3.     Carry an ice scraper in your car 

Make sure your ice scraper is the appropriate size for your car or you will be standing in the negative temperatures while running late to weights at 5 o’clock in the morning, trying to clear the ice off with a credit card. 

4.      DO NOT deplete the windshield washer fluid tank. 

Winter windshield washer fluid has an antifreeze agent that prevents your windshield from freezing. Otherwise, you will have to call your dad at the top of the mountain complaining about how your windshield is freezing over because you decided to modify your car for racing, and then stop on the side of the road every 10 miles to wipe off your windshield in minus 8-degree weather while standing in 3 inches of snow on a closed highway.  

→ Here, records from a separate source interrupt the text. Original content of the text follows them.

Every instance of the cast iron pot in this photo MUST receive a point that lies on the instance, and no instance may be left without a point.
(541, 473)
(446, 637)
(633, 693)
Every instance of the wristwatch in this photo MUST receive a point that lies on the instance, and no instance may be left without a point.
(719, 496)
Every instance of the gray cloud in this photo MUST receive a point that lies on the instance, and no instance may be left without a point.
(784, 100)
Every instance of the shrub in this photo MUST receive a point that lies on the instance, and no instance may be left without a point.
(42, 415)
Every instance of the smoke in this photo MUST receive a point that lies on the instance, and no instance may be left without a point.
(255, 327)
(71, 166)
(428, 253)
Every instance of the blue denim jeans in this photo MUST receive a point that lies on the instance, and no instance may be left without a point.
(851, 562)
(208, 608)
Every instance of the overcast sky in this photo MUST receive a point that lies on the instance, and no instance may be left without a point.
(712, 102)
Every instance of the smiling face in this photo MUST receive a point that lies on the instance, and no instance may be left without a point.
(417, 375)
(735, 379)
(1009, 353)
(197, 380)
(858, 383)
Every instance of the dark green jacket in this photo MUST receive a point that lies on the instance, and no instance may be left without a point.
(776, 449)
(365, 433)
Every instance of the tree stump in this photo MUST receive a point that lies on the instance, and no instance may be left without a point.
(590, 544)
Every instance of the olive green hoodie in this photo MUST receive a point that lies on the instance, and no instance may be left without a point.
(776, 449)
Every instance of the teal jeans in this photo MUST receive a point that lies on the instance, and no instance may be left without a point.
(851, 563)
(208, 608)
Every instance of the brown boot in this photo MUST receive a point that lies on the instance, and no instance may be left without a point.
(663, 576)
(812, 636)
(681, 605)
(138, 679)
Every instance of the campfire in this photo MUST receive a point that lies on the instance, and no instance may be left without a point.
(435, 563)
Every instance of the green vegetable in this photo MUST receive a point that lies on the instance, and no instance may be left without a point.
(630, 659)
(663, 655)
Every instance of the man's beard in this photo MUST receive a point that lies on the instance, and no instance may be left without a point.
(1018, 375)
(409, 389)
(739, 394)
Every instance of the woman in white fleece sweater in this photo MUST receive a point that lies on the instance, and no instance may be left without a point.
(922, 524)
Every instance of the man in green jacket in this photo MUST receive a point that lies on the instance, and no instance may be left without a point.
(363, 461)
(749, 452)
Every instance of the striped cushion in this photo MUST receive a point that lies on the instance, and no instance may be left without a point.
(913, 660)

5.     Have good windshield wipers 

Because if your heater and washer fluid work, you can wipe the snow/ice right off.  

6.     DO NOT have dry rotted/broken wipers  

This will allow the snow/ice to slide right under and pack it on to your windshield, making it impossible to see. 

7.     Make sure to brake early. 

Make sure to brake early because if not, you will stop too late. Then you slide through the stop sign, causing you to rear-end the state trooper in front of you. 

8.     Make sure your vehicle has a working traction control and anti-lock braking system (ABS)  

Having a working traction control and ABS will prevent you from going into a sudden slide in the event of an emergency. What you don’t want to do is make a sudden jab to the left while going 60 mph while you can’t see, almost hitting the back of a Mercedes SUV completely 90 degrees to the road, because your traction control and ABS didn’t work … and you couldn’t see … and you don’t know how to drive in the snow.  

9.     How to safely get from point A to point B: Drive sideways and start drifting  

If you already have a loss of traction, you are already comfortable with being sideways, which will happen in the snow anyway.  

10.   Don’t hit curbs  

If the curbs are frozen, this will cause more damage from curbing your rims than normal. For example, the rim of your tire may come completely off, making your entire wheel come off and leaving you stranded in minus 11-degree temperatures while you are waiting on your dad’s wrecker service to get you in the middle of the snowstorm that happens once every ten years in Texas. Or you bend your lower suspension piece, ruining an axle, leaving you stranded in somebody’s front yard and then waiting a week for your car to be repaired, and then ruining a wheel bearing three days later because you were drifting your car in the snow like a degenerate.  

*Real race car drivers performed these actions on a closed course in a safe environment* 

DISCLAIMER: We are not responsible for any of your actions after reading this.